Vale confirms Moatize production target, while govt seeks artisanal mining cooperatives

1st December 2017 By: Keith Campbell - Creamer Media Senior Deputy Editor

A senior executive of Vale Moçambique, the Mozambique subsidiary of Brazilian major mining group Vale, has told local journalists that the company’s production target for its Moatize coal operation this year is 13-million tons of both metallurgical and thermal coal. This will be a 120% increase on the mine’s output in 2016. Moatize, located in the inland province of Tete, is primarily a metallurgical or coking coal operation, but also produces thermal coal.

The executive, Rogério Sendela, noted that the mine had produced some ten-million tons during the period from January to October, compared with the 5.9-million tons mined in the same period last year. He expressed confidence that the production target for this year would be met. He explained that the great increase in production was being made possible by two major infrastructure developments which had come into operation at the end of last year. One was the mine’s second coal handling and processing plant and the other was the inauguration of the railway line to (and the associated coal terminal at) the Port of Nacala.

Prior to the commissioning of the Nacala line (owned and operated by the Corredor Logístico do Norte – CLN – or North Logistics Corridor, consortium, in which Vale has a significant but minority shareholding) the mine had to use the Sena Railway to the port city of Beira to ship its production. The Sena line lacked capacity and frequently suffered damage during the rainy season.

The CLN has much greater capacity and security than the Sena line and can carry 18-million tons of cargo a year. The Sena line could provide Vale Moçambique with only six-million tons of capacity.

Today, the newspaper Notícias reports, five trains leave Moatize every day en route to Nacala, through Malawi, each with 120 wagons carrying 7 560 t of coal. The journey takes some 30 hours and the coal is exported to markets that include India, Japan and Brazil.

Quite separately, Mozambique Mineral Resources and Energy Minister Letícia Klemens has stated that the country’s minerals licensing and commercialisation processes will be improved to strengthen controls on the small-scale and artisanal mining sector. Speaking in the city of Matola, near Maputo, she observed that her department had, to date, issued 234 minerals licences and concessions and more than 4 000 research and prospecting licences.

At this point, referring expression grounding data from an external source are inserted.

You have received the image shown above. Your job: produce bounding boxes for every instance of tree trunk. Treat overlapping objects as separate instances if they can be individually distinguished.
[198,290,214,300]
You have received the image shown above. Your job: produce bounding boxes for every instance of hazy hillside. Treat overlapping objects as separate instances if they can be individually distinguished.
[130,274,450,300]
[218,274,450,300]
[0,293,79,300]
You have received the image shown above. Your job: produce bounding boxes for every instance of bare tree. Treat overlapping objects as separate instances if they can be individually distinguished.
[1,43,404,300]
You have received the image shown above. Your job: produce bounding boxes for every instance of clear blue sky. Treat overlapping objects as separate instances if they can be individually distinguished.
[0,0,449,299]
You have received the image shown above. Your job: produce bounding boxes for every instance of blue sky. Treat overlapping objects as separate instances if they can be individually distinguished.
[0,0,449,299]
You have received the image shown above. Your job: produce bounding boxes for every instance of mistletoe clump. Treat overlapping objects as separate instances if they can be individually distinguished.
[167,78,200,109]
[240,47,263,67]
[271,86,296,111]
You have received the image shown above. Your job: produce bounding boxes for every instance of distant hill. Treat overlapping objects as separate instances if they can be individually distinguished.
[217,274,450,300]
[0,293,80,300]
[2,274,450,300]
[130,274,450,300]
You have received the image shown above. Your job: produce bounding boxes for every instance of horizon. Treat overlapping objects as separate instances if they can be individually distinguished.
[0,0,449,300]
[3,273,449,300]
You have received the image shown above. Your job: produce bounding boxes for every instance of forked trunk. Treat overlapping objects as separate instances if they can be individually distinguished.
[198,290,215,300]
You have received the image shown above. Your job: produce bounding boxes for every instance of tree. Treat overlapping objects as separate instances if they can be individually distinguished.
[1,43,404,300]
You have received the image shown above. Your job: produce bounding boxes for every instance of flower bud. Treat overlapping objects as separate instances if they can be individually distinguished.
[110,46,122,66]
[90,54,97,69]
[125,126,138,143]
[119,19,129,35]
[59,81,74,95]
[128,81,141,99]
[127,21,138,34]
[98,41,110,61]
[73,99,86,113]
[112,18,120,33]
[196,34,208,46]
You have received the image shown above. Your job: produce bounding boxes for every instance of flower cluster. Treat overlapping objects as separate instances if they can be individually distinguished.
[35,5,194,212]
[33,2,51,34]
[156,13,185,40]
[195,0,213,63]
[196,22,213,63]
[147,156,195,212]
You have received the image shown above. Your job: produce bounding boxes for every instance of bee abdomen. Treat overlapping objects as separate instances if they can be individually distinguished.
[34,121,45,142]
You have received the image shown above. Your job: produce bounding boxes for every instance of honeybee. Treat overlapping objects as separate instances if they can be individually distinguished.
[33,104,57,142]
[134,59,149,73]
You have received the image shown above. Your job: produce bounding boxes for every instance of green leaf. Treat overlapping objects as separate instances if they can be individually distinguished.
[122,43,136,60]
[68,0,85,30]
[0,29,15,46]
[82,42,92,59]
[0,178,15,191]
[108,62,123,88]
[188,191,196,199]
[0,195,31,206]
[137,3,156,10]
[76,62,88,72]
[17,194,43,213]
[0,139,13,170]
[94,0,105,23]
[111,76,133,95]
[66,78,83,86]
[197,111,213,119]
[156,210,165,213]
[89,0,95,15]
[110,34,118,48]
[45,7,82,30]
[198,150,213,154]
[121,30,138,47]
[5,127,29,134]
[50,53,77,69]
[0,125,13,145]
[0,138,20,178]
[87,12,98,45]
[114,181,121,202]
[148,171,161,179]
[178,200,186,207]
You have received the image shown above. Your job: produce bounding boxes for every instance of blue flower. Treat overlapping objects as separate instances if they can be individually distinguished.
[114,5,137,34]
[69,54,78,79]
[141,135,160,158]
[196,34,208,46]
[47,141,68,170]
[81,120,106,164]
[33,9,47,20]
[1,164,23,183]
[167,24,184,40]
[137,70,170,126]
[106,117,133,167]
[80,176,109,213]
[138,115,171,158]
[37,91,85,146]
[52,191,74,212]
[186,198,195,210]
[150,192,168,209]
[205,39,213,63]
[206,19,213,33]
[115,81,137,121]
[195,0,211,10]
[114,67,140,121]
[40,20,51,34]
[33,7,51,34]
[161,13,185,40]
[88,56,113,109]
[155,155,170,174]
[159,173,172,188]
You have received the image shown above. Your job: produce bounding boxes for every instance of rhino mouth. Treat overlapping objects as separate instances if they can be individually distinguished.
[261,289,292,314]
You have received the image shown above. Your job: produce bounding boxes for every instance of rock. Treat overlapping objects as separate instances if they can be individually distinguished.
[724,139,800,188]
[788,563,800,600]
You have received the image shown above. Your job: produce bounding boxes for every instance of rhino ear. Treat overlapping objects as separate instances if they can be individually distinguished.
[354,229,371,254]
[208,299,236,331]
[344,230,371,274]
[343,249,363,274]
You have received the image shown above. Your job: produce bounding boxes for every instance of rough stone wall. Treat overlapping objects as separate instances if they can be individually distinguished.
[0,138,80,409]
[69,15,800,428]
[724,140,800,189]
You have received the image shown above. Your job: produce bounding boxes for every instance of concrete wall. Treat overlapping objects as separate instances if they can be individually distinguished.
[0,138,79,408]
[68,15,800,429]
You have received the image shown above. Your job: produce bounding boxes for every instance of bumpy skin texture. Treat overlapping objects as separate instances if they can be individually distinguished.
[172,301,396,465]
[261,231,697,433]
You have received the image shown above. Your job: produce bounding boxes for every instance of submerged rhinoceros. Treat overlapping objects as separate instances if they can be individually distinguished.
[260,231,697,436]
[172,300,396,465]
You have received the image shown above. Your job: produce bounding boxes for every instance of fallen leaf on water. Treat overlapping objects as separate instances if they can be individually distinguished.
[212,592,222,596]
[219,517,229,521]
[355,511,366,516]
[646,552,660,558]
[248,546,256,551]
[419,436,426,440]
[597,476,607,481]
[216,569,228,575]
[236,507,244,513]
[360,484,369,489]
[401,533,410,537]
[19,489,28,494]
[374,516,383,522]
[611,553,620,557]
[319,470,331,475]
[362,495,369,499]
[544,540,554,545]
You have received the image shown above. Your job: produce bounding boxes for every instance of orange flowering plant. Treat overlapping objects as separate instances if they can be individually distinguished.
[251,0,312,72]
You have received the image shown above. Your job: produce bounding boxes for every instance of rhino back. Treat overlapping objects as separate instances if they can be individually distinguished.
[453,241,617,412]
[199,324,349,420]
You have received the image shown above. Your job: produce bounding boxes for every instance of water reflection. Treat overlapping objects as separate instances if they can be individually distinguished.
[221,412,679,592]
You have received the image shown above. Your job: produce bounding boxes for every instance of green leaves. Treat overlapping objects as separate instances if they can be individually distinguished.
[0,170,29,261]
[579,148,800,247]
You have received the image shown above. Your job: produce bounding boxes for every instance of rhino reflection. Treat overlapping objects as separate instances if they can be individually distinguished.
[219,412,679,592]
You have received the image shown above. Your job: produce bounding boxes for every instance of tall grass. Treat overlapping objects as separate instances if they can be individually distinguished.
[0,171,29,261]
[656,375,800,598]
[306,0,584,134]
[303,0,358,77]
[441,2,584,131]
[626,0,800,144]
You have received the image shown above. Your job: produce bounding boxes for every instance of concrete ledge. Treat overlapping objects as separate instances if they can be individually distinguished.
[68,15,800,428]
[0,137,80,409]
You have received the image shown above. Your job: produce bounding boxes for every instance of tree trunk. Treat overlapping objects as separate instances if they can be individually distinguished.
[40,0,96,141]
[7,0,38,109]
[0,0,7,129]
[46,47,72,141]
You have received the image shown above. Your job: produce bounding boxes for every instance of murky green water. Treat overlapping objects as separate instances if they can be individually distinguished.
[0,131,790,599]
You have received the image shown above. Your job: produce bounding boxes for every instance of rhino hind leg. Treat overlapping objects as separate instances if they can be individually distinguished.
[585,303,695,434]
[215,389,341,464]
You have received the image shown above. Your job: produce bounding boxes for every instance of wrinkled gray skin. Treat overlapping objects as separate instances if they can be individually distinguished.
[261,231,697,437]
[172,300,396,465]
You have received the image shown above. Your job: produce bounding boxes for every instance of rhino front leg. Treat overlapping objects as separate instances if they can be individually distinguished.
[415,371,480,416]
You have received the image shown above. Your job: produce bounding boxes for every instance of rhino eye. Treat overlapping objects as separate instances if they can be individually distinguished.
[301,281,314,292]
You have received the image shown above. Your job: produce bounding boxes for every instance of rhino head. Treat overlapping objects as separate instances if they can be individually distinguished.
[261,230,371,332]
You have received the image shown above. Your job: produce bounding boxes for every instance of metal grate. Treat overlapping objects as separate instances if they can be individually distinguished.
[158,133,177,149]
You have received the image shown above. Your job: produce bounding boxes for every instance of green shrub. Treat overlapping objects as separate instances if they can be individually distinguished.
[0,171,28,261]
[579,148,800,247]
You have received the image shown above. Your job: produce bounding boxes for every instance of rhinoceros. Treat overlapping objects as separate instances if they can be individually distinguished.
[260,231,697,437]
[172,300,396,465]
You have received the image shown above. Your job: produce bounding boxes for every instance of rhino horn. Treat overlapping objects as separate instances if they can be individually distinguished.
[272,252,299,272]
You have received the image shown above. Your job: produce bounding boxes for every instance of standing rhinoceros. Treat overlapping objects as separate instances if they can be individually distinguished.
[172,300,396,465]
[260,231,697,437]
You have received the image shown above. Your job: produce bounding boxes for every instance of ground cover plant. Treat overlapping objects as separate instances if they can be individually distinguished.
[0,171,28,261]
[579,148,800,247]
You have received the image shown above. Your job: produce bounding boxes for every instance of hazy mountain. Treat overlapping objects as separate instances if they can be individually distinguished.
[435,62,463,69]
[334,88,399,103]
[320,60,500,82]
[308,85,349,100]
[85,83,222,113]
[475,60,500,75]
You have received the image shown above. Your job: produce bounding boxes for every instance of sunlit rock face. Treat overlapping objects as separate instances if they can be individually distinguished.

“Of the 234 licences and concessions that have been issued, we have only ten in the phase of preparing (literally: prospecting) for production, which is still very little,” she said. “This reflection is going to permit us to analyse the constraints and identify a better form of inspecting all the [minerals] activities in the country, so we will have adequate information about the quantity and quality of the existing resources.”

She remarked that licences reserved for Mozambique citizens had been “rented out” to foreigners, “something that emphasises that we have difficulties in controlling our mineral resources”. According to Notícias, the Minister affirmed that government intended to organise small-scale and artisanal miners into cooperatives. It has initiated a pilot project which involved giving such miners “passwords” permitting prospecting “to see if this project is viable”.